The Hayabusa-2--JAXA and DLR have collaborated on the mission to study asteroid
The Hayabusa-2--JAXA and DLR have collaborated on the mission to study asteroid Ryugu DLR CC-BY 3.0

Japanese space organization (JAXA) left a mark on the world on September 21 after it landed two rovers on a one-kilometre-wide asteroid. The two rovers named Rover 1A and Rover 1B are right now on asteroid Ryugu in an attempt to capture pictures and record its surface temperatures.

They have now been joined by a third member of their team on the asteroid 273 million km away. This time it's a shoebox-sized lander called the Mobile Asteroid Surface Scout (MASCOT). It was launched from Japan's Hayabusa-2 spacecraft, which remains in Ryugu orbit.

Project manager of MASCOT, Tra-Mi Ho, from the DLR Institute of Space Systems in Bremen, Germany, said that it [the mission] couldn't have gone better. "From the lander's telemetry, we were able to see that it separated from the mothercraft and made contact with the asteroid surface approximately 20 minutes later."

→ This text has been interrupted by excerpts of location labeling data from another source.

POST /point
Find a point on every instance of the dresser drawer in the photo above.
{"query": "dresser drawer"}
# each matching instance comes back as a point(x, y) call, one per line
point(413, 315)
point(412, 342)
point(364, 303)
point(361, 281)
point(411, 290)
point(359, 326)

Hayabusa -2's MASCOT lander has made it to the surface of the asteroid Ryugu
Hayabusa -2's MASCOT lander has made it to the surface of the asteroid Ryugu DLR CC-BY 3.0

The lander, which was a German and French collaboration, is sending information with its four onboard instruments—a camera, radiometer, spectrometer and magnetometer.

MASCOT has so far captured about 20 images, most of which show its descent on the asteroid. Data and images have already been sent to Earth. Karl-Heinz Glaßmeier, part of the MASCOT team from the Technical University of Braunschweig in Germany, said that "the measurements show the relatively weak field of the solar wind and the very strong magnetic disturbances caused by the spacecraft.

"At the moment of the separation, we expected a clear decrease of the interference field — and we were able to recognise this clearly."

Ryugu is believed to be quite a relic and belongs to an asteroid which was previously known as 162173 Ryugu. The mission is also one of its kind, and it differs from the European Space Agency's (ESA) Rosetta mission which landed on a comet in 2016, where it landed and remained stationary on the surface, collecting data and recording images.

If the Japanese mission happens to work out as originally expected, studies could help us discover the evolutionary path of space and by extension, our planet.